= The Country House Revealed =

2011 British TV documentary

The Country House Revealed is a six-part BBC series first aired on BBC Two in May 2011. The series was accompanied by a full-length illustrated companion book published by the BBC.

== Premise ==
British architectural historian Dan Cruickshank visits six houses never before open to public view, and examines the lives of the families who lived there.

==Episodes==

- Episode 1 tells the story behind South Wraxall Manor, hidden in the depths of the Wiltshire countryside. Built by a family with a dramatic and chequered history – the Longs – who rose in prominence through the Tudor period to become knights of the realm, friends of Henry VIII and Elizabeth I, and one of the most powerful dynasties in England.
- Episode 2 tells the story of architect Sir William Bruce and Kinross House.
- Episode 3 examines the architecture of Easton Neston in Northamptonshire and discusses whether it was the work of Nicholas Hawksmoor or Sir Christopher Wren.
- Episode 4 shows Wentworth Woodhouse near Rotherham, one of the largest country houses in Europe. The building exemplifies the workings of British parliamentary democracy before the Reform Act 1832, and is important in the history of Whig politics, its owners having included influential Prime Minister Charles Watson-Wentworth, 2nd Marquess of Rockingham.
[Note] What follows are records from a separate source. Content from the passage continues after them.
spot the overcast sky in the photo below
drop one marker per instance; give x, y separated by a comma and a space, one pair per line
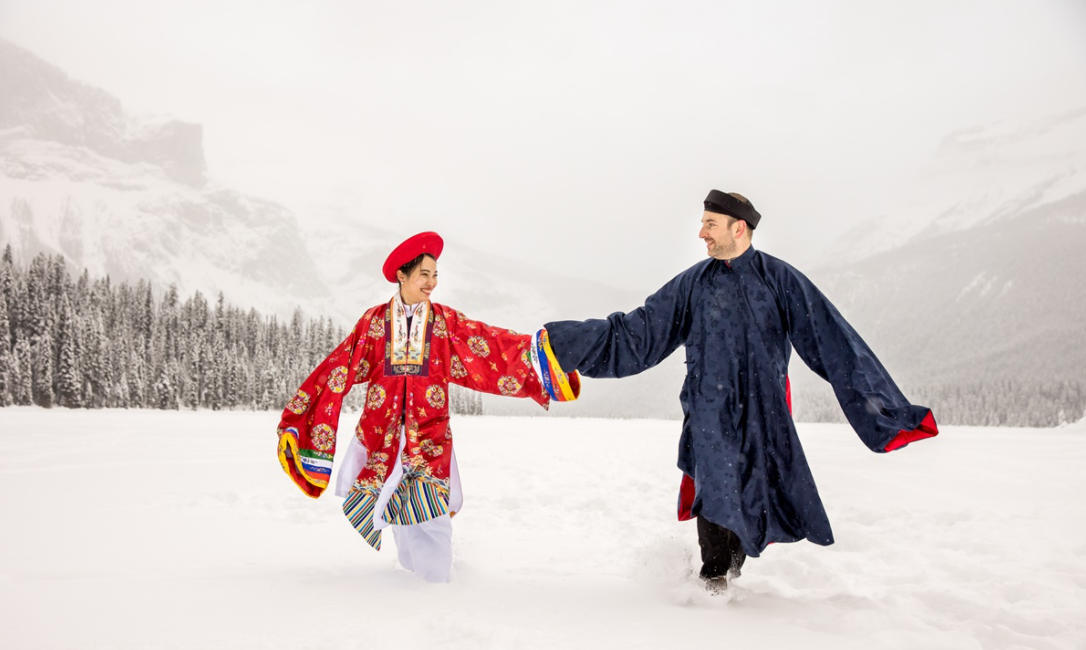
583, 132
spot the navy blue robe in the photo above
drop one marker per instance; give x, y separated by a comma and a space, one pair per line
739, 322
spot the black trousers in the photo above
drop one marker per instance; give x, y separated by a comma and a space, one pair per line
721, 550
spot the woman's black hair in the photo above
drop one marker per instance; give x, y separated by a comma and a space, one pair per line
408, 268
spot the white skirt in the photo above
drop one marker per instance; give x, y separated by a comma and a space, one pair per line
354, 459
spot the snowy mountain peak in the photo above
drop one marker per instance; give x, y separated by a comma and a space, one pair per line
979, 176
41, 102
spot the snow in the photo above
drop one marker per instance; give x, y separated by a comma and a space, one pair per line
178, 530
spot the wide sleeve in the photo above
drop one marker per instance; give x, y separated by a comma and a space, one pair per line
491, 359
307, 425
624, 344
874, 406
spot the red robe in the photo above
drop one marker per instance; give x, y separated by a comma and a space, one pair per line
408, 373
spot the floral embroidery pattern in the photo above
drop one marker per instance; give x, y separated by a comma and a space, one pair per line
299, 403
508, 385
337, 381
376, 396
376, 329
429, 448
362, 372
478, 346
440, 329
436, 396
323, 436
457, 368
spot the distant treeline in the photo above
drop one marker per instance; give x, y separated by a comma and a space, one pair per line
90, 343
980, 403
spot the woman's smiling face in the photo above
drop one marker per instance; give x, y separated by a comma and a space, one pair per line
421, 281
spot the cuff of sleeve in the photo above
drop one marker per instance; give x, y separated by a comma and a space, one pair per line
927, 429
305, 473
560, 386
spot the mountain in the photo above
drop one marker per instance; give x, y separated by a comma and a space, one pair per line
129, 196
977, 176
981, 294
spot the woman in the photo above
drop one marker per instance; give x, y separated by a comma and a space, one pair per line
400, 469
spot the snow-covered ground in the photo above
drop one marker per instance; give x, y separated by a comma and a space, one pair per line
178, 530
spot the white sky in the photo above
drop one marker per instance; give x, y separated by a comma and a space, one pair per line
594, 128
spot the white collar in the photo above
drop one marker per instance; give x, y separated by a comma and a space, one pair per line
408, 309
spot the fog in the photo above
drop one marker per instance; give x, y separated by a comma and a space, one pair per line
579, 136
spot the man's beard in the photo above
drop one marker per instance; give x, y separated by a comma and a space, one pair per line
722, 250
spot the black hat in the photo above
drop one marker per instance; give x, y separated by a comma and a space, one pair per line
725, 204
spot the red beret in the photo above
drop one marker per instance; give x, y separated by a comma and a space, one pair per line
424, 242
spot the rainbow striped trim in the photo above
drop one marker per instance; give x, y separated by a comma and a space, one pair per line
416, 500
308, 468
559, 385
358, 509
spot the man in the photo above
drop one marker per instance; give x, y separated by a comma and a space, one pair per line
739, 314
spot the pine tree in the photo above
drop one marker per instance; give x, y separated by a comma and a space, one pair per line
70, 380
7, 364
42, 385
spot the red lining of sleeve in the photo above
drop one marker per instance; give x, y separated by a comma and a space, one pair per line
927, 429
The episode also relates the near-destruction of the estate by controversial open-cast coal mining in the 1940s and 1950s, and speculates on how such a huge country house needing extensive renovation might find a use in the 21st century.
- Episode 5 looks at the Clandeboye Estate in Northern Ireland.
- Episode 6 views Marshcourt in Stockbridge, Hampshire, designed by Edwin Lutyens for stockbroker Herbert Johnson and completed in 1905. The gardens were designed by Gertrude Jekyll.

==Publication==
The series was accompanied by a full-length illustrated companion book published by the BBC. The six chapters of the book correspond to the six episodes of the BBC series.